Electronic trucking logs to be required

A new rule announced in December 2015 by the Federal Motor Carrier Safety Administration is slated to take effect in the following February. The rule requires that commercial truck and bus drivers in Pennsylvania and throughout the country log their driving hours electronically. This will replace the paper-driven system that has been in place since 1938 and is expected to save at least $1 billion in reduced paperwork as well. Although there have been prior efforts to implement electronic tracking methods, court challenges have prevented implementation until this point.

Although the regulation will be effective in the early part of 2016, companies will have two years to comply with the need for electronic monitoring devices in their rigs. Some companies may have already installed electronic equipment that does not necessarily meet the technical requirements established in the regulation. These companies will have four years to bring their equipment up to the new standards. One of the most significant complaints against the new equipment requirements has been made by the Owner-Operator Independent Drivers Association based on the concern that the technology has not been proven.

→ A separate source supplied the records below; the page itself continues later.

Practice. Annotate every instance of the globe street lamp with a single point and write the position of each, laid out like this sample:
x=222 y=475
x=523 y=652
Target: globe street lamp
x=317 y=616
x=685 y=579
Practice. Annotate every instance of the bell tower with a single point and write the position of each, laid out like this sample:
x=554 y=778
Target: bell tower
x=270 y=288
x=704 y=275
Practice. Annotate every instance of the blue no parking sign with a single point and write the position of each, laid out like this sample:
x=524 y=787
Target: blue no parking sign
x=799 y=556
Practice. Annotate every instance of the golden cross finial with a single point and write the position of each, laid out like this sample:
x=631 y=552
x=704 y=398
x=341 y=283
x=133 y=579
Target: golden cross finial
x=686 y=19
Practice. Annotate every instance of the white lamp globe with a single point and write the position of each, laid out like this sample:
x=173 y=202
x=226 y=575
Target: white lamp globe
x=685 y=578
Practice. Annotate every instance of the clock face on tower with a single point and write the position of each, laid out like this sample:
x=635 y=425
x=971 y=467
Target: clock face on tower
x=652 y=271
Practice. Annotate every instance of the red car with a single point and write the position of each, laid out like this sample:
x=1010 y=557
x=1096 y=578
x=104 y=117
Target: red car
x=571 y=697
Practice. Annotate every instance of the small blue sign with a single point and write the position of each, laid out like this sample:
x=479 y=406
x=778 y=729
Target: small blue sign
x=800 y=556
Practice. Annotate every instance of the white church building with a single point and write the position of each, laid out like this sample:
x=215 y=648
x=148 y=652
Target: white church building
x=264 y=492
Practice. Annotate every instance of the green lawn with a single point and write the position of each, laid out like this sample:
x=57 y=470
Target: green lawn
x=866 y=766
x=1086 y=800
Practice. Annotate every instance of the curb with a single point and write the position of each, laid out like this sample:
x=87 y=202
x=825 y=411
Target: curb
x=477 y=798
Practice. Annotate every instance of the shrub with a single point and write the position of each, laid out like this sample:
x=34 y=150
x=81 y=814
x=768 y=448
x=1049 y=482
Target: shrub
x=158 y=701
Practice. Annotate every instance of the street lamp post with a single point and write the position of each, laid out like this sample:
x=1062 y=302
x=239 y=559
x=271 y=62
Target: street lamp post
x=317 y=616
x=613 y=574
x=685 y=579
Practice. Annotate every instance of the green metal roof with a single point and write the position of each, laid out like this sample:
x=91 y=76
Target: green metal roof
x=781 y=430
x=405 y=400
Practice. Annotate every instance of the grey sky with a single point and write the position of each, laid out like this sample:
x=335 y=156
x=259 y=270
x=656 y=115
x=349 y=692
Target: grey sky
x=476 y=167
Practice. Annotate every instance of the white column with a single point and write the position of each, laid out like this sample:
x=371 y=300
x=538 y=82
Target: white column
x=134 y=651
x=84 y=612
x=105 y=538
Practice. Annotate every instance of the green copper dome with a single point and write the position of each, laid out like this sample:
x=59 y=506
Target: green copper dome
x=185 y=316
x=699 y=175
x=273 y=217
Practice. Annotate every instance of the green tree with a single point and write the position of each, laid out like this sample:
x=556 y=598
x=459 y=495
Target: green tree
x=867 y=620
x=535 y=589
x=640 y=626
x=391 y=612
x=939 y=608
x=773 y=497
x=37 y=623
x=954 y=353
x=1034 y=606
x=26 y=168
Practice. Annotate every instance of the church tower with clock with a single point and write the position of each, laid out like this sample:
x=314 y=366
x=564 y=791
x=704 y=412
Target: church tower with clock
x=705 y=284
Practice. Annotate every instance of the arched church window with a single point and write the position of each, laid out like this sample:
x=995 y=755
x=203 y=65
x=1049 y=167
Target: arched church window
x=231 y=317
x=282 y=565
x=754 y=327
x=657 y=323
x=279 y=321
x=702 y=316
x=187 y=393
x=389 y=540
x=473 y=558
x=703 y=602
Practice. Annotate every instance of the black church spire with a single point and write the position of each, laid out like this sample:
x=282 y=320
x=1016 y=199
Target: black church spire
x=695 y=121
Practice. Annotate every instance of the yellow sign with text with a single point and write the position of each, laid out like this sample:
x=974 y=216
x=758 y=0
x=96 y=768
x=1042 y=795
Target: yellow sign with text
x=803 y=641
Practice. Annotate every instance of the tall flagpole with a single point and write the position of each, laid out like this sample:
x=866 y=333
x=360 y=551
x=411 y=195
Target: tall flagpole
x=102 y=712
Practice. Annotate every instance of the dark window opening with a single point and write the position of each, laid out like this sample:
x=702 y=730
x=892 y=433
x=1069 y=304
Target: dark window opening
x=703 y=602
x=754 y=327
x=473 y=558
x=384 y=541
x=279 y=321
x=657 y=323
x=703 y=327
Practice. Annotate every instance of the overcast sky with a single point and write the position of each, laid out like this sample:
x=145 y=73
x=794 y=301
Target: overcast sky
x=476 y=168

An important benefit of the new federal trucking regulation is anticipated to be a reduction in truck accidents caused by fatigued drivers. The FMCSA estimates that more than 560 injuries and 25 deaths will be prevented each year as a result of the new rule. Companies may be able to use smartphones or other familiar electronic devices to manage the monitoring requirements as long as the devices are consistent with the standards imposed in the new regulation.

The consequences of a truck accident can be significant, especially if a fatigued driver is at the wheel. If a driver has failed to adhere to rest requirements related to the operation of a truck, there could be significant liabilities for not only the driver but also for the trucking company when a personal injury lawsuit filed by an attorney on behalf of an injured victim results in a verdict for the plaintiff.